Tuned-in Turkish is designed and updated by Chris Gratien. It is one of the many MENAlab sites comprised of Ottoman History Podcast and its friends and family.

About the music: All of the songs featured in this blog are hosted by various users on third-party sites such as YouTube.

A message from the editor:

I am looking for current Turkish language students looking to make small contributions to the site. Please email me (chrisgratien [at] gmail.com) if you might be interested. Special thanks to Seçil Yılmaz and Carlos Grenier for helping with the early development of the site.

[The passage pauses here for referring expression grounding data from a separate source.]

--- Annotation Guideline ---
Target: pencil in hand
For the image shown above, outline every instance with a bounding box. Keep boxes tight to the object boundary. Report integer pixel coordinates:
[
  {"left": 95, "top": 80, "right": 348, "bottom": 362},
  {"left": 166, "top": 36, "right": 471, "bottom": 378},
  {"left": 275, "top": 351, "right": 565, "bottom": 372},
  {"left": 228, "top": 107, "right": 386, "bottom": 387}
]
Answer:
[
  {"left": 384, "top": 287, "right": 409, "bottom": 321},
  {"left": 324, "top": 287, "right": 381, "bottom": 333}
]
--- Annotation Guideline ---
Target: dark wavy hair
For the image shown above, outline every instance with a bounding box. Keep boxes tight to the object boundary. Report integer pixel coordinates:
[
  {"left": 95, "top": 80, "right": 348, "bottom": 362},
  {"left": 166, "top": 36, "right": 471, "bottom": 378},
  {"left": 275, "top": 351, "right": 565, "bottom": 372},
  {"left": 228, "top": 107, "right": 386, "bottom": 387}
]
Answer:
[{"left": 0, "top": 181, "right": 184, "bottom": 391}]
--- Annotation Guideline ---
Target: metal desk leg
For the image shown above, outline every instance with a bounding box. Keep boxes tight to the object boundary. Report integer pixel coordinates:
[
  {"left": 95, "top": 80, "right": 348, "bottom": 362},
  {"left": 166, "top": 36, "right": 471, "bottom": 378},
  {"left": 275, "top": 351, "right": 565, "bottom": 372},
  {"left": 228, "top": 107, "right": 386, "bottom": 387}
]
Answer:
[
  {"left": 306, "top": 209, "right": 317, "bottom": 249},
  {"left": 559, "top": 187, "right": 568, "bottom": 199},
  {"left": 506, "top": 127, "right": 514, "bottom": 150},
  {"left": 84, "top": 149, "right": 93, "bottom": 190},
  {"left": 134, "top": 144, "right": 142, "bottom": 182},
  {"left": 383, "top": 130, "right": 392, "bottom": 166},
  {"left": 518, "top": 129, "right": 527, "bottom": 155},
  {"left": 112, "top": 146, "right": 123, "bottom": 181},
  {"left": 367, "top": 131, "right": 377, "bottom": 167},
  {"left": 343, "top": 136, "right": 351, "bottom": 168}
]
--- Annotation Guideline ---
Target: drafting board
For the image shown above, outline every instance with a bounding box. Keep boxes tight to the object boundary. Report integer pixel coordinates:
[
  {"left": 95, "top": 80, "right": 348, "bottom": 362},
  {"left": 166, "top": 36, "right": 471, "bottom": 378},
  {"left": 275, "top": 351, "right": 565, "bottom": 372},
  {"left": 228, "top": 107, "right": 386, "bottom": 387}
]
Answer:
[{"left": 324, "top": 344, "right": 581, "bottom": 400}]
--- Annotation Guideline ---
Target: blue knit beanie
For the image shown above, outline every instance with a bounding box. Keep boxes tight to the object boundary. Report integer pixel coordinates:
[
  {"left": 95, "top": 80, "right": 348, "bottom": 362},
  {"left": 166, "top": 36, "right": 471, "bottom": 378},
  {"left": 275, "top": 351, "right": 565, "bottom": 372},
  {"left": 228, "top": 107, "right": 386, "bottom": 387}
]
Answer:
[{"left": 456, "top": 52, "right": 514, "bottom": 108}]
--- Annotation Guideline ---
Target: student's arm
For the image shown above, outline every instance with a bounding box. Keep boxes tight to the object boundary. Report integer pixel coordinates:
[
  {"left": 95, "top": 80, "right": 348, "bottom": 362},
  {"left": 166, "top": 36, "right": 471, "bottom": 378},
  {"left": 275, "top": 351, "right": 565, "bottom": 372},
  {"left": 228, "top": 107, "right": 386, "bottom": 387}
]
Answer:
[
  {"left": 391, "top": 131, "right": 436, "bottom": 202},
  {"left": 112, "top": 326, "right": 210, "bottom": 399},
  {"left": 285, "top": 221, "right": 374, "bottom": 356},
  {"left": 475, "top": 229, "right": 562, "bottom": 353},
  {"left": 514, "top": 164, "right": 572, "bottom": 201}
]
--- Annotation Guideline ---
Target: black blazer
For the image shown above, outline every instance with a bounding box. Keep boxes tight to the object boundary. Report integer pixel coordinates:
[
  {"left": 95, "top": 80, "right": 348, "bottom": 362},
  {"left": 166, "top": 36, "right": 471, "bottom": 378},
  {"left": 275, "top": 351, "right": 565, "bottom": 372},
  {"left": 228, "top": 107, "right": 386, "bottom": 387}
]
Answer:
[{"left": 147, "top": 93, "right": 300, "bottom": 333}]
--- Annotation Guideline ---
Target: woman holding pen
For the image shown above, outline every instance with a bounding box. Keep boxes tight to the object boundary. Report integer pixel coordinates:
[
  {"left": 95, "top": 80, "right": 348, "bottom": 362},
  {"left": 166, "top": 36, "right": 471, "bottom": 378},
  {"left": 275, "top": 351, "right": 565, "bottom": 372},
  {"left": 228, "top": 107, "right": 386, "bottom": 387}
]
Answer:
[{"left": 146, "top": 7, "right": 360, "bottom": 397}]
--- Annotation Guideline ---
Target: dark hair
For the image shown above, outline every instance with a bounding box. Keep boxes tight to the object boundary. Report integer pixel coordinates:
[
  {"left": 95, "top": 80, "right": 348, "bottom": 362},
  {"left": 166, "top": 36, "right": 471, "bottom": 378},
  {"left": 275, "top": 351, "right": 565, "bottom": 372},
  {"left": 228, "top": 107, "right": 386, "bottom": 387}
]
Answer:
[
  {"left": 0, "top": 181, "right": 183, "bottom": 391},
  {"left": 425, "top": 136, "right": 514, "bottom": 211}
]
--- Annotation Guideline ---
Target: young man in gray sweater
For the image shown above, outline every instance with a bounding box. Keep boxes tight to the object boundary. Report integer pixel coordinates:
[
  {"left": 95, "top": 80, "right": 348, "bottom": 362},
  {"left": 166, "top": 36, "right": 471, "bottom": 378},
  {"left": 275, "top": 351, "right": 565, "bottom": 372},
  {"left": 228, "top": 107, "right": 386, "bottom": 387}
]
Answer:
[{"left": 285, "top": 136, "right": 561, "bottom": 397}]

I believe that Tuned-in Turkish is a valuable language learning tool, and while I've put lots of time into developing the site, I've also made it a low-cost, sustainable affair, so that Tuned-In Turkish, like many great web ventures, remains completely open access and free of advertising. There are two reasons why I have done so. The first is that I think ad-free content is generally a good thing, and I want the materials on this site to be access to the largest audience possible. The second is that having both studied and taught languages in the past, I know how hard language teachers work and how much time they spend outside of class developing materials to make the classroom experience more exciting and helpful. Tuned-in Turkish is thus aimed at helping not only language students but also language instructors, without whom this site would not be possible.

In this regard, I would like to acknowledge the language teachers who have helped me in my own language learning. Most of all, I would like to acknowledge my first Turkish teacher at Georgetown University, Dr. Sylvia Önder, who throughout the year of my introductory Turkish course, indulged my curiosity about songs and other materials that I carried with me around campus and brought to office hours in the hopes of finding an answer to another of my endless questions. Some of the songs featured on this site are ones that I asked her about many years ago, and without her knowledge and support, I likely would have never been in a position to design such a web page.

In addition, I would like to acknowledge other former Turkish teachers and teaching assistants from my years at Georgetown and elsewhere, especially Hakkan Yılmaz from Dilmer in Istanbul, Abdullah Uğur, Sevim Yılmaz Önder, and Esra Derya Dilek from summer Ottoman at Yıldız Teknik in Istanbul, Zeynep Gür and Elçin Arabacı from Georgetown University, and Mine Nakipoğlu, Bekir Şerifoğlu, Asuman Algın Acır, and Didem İkizoğlu from Boğaziçi University.